Prima parte                                                       Seconda parte

Come risulta evidente da quanto riportato sopra, la disputa giuridico-filosofica tra chi è convinto che la politica sanitaria di questo governo leda i diritti fondamentali della persona, a cominciare dalla libertà di scelta per quanto riguarda la salute di ciascuno, altrimenti detta libertà di cura, e poi anche il diritto fondamentale al lavoro, come recita l’’Art. 1 della nostra Costituzione, per non parlare del diritto alla studio per tutti, non solo per i vaccinati e chi, invece, ritiene opportuno osservare le indicazioni delle autorità sanitarie che il prolungarsi dell’emergenza pandemica ha reso, se non vogliamo dire necessarie certamente più impositive, in particolare riguardo alla prevenzione per mezzo dei vaccini, fino ad arrivare a una forma di obbligo “surrettizio”, come vanno ripetendo i disobbedienti (chiamiamoli così, dal momento che rifiutano con sdegno l’etichetta corrente di no-vax), i quali continuano a manifestare nelle piazze d’Italia gridando “libertà”, tramite l’introduzione del green pass che attesta l’avvenuta vaccinazione. Questi cittadini disobbedienti, improvvisatisi costituzionalisti, rivendicano il loro diritto a disobbedire ai decreti governativi, considerandoli incostituzionali, quindi illegittimi, mentre gli obbedienti, Costituzione alla mano, respingono l’accusa di essere loro a violare la legge.

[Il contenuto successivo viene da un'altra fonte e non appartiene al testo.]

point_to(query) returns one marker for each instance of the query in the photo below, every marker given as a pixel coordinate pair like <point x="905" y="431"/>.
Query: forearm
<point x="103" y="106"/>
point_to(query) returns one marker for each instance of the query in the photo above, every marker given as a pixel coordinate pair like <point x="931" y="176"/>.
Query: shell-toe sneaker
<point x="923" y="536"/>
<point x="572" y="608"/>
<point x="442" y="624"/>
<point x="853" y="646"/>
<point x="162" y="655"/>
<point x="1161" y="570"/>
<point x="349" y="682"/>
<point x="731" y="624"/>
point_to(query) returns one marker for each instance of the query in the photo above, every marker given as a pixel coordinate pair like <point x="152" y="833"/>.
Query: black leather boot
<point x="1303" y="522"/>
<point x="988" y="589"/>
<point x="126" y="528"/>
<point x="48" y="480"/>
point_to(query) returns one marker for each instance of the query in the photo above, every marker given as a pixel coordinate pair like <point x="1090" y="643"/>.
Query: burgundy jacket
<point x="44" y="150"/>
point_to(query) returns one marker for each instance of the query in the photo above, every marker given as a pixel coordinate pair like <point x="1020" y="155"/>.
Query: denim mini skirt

Questa disputa giuridico-filosofica si è riacutizzata quando uno degli intellettuali più in vista e più impegnati nel sostenere l’illegittimità del green pass, cioè Massimo Cacciari, è stato sorpreso in fila, a Venezia, in attesa di farsi iniettare la terza dose (come peraltro anche Gianni Vattimo a Torino) scatenando l’ira funesta dei disobbedienti che hanno gridato al tradimento. Tanto che il filosofo dissidente ha voluto – o dovuto –  giustificarsi di fronte alla pubblica opinione con un comunicato a La Stampa (quotidiano che spesso ospita i suoi articoli) del 12 gennaio: “Il filosofo Massimo Cacciari ha annunciato di aver completato  la vaccinazione. E a chi lo ha accusato di incoerenza dopo le sue critiche al Green Pass ha risposto: “I filosofi obbediscono alle leggi anche quando le ritengono totalmente folli. Socrate Insegna”. Il cofondatore, insieme al collega Giorgio Agamben, al docente di Diritto presso l’università   di Torino Ugo Mattei e all’illustre massmediologo savonese Carlo Freccero, della commissione DuPre (Dubbio e Precazione) formata per esercitare un’azione mediatica, politica, giuridica e culturale di controinformazione riguardo alla pandemia e per istruire un referendum per l’abolizione del green pass, ha rilasciato un’intervista anche a La Repubblica, che così la riassume: “Il servizio che il filosofo fa alla città è pungolare chi governa, sempre e dovunque, come fa il tafano con un purosangue, ridestandolo dal suo intorpidimento. E’ citando L’ Apologia di Socrate di Platone che il filosofo Massimo Cacciari spiega la sua posizione nei confronti di uno Stato considerato ipocrita perché, di fatto, impone l’obbligo vaccinale senza assumerne la responsabilità” (Chi volesse leggersi l’intervista completa la può recuperare in rete: “No Vax spiazzati, Massimo Cacciari: vi spiego perché ho fatto la terza dose”).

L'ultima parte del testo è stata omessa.